There’s a beginning and an end to everything. It’s one of the natural rules of life. Foster care is no exception. But, how do you know when it’s time to hang up the license and be done?
On a warm sunny afternoon in May, 2012, we stood in a stuffy courtroom in downtown Indianapolis, before a judge, and family and friends, declaring that we wanted to be our son Sam’s forever parents. It was an exciting day for us. We had stood in that very courtroom for 2 other adoptions in year’s previous. Our little man was glowing that day.
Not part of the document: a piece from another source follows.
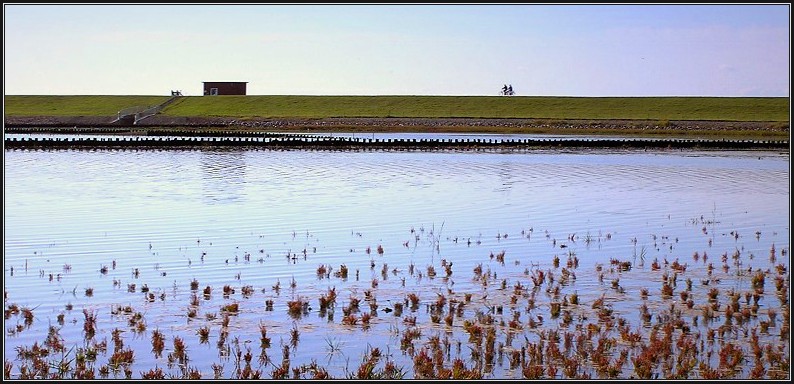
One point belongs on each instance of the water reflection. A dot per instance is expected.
(223, 175)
At only 3 years old, he knew what was happening and he was excited.
In previous posts on foster care we’ve talked about the trauma children who enter our care can experience due to the difficult situations they’ve come from. This is a real battle. For everyone involved. Nearly every foster parent has dealt with this, or will deal with this. But there’s another form of trauma that often occurs, and often goes unnoticed. It’s the trauma your biological children, or children who are permanently a part of your family, may go through as the result of a placement.
We were having a conversation with a real estate agent when the reality of this hit us. He found out that we were adoptive and former foster parents, so he took the time to share his personal story. Growing up, his parents took in several children through foster care, mostly during his teen years. “That was the problem,” he said. “It was traumatic for me. I was dealing with the ups and downs of being a teenager and then I watched my parents deal with exhaustion and stress over some of the placements they received. It took a toll on our family.”